David Mpatsi, one of those arrested, died after this treatment by the police.
As a result of international protests, all but six of the 45 were eventually released. The “Zimbabwe Six” are Gwisai, Tafadzwa Antonater Choto, Hopewell Gumbo (former president of the Zimbabwe National Students Union), Welcome Zimuto (of the Zimbabwe National Students Union), Tatenda Mombeyara (of the Zimbabwe Labour Centre) and Edson Chakuma (of the United Food and Allied Workers Union).
They were accused by the state of fomenting an uprising against the regime of President Robert Mugabe, and charged with treason and “subverting a constitutionally elected government”.
These charges, which carry a possible death sentence, were part of a crackdown on opposition activists in the run-up to possible elections later this year.
In response to protests in Zimbabwe and around the world, the treason charges were dropped.
That the activists were even found guilty of the lesser charge of “conspiracy to commit public violence” was a surprise to many.
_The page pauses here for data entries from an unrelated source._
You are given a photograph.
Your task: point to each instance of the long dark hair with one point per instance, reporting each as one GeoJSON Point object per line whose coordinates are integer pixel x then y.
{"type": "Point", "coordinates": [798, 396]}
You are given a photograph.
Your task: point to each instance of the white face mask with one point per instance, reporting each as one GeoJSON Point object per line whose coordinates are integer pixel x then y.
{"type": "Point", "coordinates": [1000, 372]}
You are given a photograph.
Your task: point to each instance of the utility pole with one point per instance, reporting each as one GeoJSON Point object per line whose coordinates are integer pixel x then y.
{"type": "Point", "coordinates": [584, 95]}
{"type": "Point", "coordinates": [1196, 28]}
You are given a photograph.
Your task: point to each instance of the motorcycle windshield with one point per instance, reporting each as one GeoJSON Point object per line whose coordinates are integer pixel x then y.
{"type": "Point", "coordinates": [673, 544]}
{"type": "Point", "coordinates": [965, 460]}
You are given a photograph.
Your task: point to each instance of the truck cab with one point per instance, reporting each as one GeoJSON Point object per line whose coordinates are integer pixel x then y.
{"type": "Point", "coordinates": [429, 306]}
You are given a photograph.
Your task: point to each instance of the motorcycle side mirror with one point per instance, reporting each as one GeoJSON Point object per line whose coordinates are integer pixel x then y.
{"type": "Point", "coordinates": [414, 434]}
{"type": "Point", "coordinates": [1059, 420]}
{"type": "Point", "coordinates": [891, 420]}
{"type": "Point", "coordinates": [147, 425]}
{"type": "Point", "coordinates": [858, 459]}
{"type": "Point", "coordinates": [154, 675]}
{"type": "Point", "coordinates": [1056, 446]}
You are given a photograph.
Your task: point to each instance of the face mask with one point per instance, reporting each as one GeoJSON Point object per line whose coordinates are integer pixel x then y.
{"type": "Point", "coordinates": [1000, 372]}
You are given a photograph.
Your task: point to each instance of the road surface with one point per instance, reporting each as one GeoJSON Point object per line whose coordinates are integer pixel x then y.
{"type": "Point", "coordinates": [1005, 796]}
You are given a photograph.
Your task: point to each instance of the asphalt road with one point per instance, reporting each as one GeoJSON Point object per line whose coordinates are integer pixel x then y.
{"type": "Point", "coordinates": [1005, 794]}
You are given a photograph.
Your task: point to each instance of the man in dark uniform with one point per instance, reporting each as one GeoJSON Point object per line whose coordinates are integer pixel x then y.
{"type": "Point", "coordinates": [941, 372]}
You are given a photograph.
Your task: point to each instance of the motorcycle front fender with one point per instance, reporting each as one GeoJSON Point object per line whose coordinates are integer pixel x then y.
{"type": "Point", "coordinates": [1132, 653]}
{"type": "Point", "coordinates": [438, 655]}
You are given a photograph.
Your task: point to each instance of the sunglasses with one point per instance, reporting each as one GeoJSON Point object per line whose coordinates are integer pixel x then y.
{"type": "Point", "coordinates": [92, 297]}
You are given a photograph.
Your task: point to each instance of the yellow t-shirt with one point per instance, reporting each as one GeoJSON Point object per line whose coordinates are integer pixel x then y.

The prosecution’s case had been collapsing due to lack of evidence and credibility.
The state’s main witness, a spy who was at the film screening, was exposed by the defence as being Rodwell Chitiyo from Zimbabwe’s secret police.
In calling for the harshest possible sentencing of the activists, the state prosecutor went so far as to argue that in Biblical times, the activists would have been stoned.
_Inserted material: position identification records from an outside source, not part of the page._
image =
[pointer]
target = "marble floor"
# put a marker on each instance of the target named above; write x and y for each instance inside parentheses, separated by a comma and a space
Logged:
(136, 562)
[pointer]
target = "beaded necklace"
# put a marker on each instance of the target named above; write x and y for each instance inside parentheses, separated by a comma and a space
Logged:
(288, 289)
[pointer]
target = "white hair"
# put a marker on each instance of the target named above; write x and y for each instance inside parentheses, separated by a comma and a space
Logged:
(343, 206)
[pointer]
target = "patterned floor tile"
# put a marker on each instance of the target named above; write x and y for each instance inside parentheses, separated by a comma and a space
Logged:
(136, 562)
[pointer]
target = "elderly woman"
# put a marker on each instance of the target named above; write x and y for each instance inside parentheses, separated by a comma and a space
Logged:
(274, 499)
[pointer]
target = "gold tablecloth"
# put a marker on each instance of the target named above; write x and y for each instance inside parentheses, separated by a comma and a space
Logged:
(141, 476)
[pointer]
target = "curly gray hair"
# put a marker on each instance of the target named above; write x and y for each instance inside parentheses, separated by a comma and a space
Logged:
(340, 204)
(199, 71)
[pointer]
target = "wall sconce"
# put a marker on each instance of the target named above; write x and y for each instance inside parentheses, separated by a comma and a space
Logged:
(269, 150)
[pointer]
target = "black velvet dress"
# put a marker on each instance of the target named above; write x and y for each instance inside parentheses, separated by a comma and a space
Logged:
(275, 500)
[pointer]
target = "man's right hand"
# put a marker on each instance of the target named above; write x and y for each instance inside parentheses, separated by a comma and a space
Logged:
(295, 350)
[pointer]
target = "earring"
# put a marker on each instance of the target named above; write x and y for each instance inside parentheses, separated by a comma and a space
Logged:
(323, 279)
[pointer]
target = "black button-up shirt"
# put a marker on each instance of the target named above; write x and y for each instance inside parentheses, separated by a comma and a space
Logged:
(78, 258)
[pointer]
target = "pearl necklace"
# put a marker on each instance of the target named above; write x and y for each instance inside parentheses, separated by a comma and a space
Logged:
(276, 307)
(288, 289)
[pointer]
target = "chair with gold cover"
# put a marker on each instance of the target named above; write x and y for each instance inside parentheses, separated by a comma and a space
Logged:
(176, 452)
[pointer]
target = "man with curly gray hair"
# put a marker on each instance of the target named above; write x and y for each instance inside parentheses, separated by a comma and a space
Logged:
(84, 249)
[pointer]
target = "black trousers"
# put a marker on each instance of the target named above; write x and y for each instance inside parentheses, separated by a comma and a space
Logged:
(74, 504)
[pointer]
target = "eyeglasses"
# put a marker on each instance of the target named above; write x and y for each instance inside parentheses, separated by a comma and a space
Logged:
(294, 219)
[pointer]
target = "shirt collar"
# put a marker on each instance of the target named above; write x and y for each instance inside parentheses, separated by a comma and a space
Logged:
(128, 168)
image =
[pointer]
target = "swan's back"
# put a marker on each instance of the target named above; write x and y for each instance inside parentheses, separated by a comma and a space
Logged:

The prosecutor said: “Those who revolted against authority were swallowed up when the ground opened up. Their families, including their cats and dogs, were not spared.”
The day after the convictions, solidarity protests demanding the activists be released and the convictions overturned took place in Melbourne, Toronto, London, New York, Johannesburg and Vienna.
Statements condemning the convictions were issued by Amnesty International and Human Rights Watch.
The international solidarity and the courageous support for the activists shown by ordinary people in Zimbabwe forced Zimbabwe’s “opposition” party, the Movement for Democratic Change, to also speak out ― at the very last minute ― against the persecution of the activists.
On the day of sentencing, the court gallery in Harare was packed with supporters. Hundreds more, including trade unionists, students and other community members, defied intimidation, by rows of riot police assembled at the court gates, to protest outside.
The campaign now is to have the convictions overturned so that these activists, and all people in Zimbabwe, can exercise their fundamental human right to speak out and organise against state repression and injustice.